What is the difference between kilesas and asavas? Or are they synonyms?

  • I think that might answered in the answers to this question: What is effluent?
    – ChrisW
    Commented Apr 28, 2016 at 17:04

2 Answers 2


Good question.

My view is 'kilesa' is the general or broad term referring the mental impurities or toxins.

Therefore, anusaya (underlying tendencies) are kilesa; asava (outflows) are kilesa; hindrances (nirvarana) are kilesa; and the various forms of tanha (craving), attachment & becoming (bhava) are kilesa.

The most subtle level of kilesa is anusaya (underlying tendencies). When the anusaya flow-out of the substratum of the mind, this flowing-out, leakage or fermentation ('bubbling-up') is called 'asava'. The anusaya flow-out as the five hindrances (nirvarana). If the five hindrances take control of the mind and push the mind to engage in external sense objects - craving, attachment & becoming will arise in relation to those sense objects.

In MN 9, the asava are included within the condition of ignorance in the dependent origination.

There are these three fermentations (asava): the fermentation of sensuality, the fermentation of becoming, the fermentation of ignorance. This is called fermentation. From the origination of ignorance comes the origination of fermentation. From the origination of fermentation comes the origination of ignorance.

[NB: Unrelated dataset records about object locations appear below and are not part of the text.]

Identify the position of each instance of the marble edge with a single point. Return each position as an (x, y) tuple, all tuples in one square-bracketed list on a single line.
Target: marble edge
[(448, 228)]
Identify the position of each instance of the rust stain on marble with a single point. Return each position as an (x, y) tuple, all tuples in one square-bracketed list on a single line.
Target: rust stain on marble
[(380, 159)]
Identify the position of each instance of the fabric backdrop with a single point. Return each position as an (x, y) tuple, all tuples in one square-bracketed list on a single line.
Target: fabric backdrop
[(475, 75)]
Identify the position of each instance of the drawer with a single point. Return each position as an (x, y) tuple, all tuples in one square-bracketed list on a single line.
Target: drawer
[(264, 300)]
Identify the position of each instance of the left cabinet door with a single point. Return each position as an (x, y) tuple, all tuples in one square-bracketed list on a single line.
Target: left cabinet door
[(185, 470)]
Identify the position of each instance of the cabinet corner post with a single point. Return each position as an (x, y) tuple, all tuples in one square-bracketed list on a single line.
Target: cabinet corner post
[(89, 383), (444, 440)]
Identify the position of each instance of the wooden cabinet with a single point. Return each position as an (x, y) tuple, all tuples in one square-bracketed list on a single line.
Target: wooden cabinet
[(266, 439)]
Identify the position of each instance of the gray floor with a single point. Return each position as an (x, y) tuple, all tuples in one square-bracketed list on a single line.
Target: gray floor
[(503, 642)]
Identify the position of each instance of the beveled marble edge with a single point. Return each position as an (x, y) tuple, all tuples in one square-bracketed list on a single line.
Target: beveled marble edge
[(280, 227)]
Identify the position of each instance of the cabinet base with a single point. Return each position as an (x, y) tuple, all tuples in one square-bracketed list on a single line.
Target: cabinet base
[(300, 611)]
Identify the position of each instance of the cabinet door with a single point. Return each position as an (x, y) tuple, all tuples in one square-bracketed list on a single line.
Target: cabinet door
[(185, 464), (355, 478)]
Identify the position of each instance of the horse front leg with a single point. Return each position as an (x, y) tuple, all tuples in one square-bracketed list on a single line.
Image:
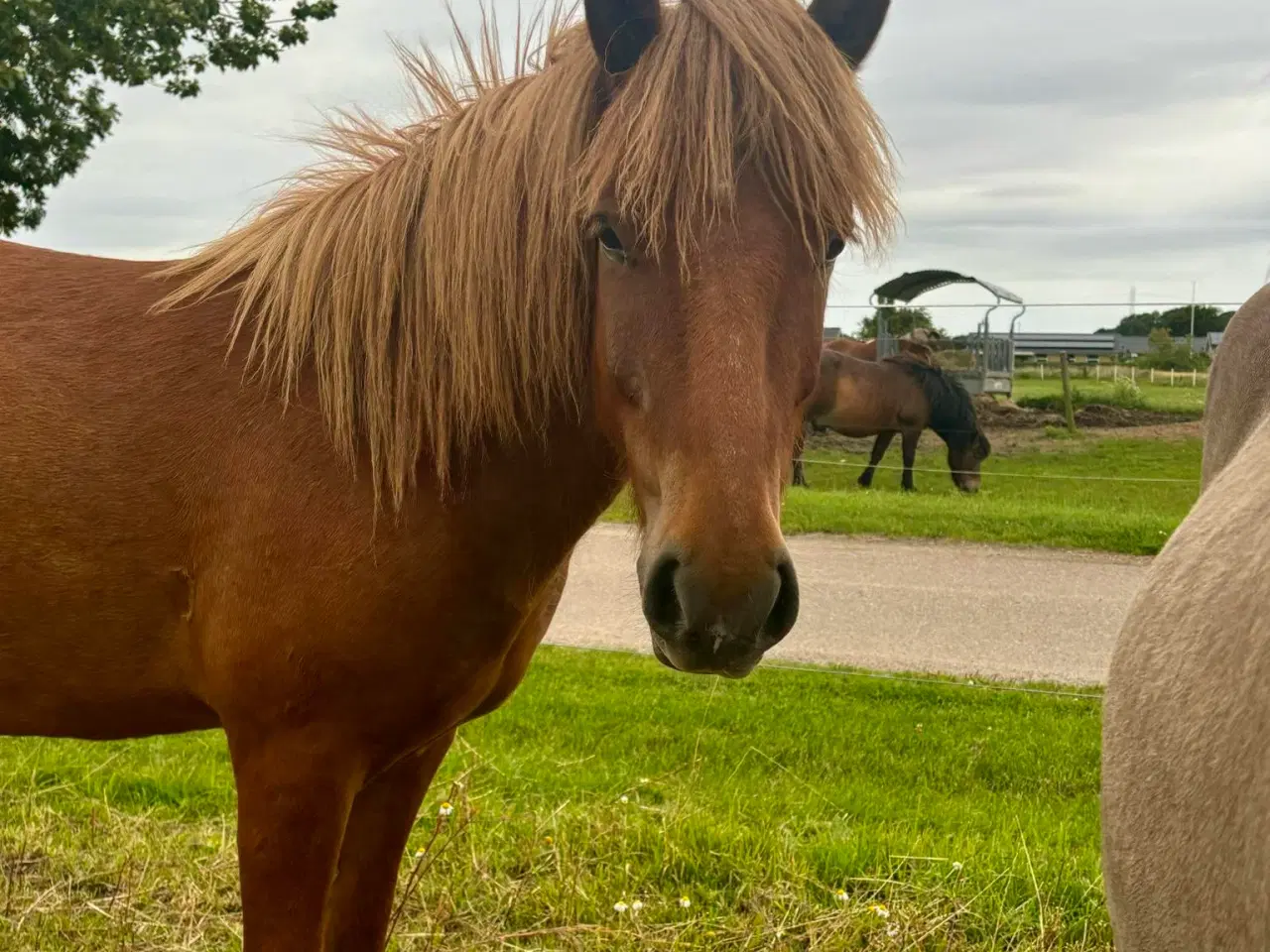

Now that you have got your answer in the earlier post by Dhammadhatu, let me give you this little story from Supreme Buddha's life. How He recognized and overcame these to attain nibbana.

Supreme Buddha admits His past wanderings in existence which entailed suffering, a fact that evidently proves the belief in rebirth. He was compelled to wander and consequently to suffer, as He could not discover the Master Builder that built this house, the body. In His final birth, while engaged in solitary meditation which He had highly developed in the course of His wanderings, after a relentless search He discovered by His own intuitive wisdom the elusive Master Builder, residing not outside but within the recesses of His own heart. It was craving or attachment, a self-creation, a mental element latent in all. How and when this craving originated is incomprehensible. What is created by oneself can be destroyed by oneself. The discovery of the builder/architect is the eradication of craving by attaining Arhantship (perfect one), which in these verses is alluded to as “end of craving.”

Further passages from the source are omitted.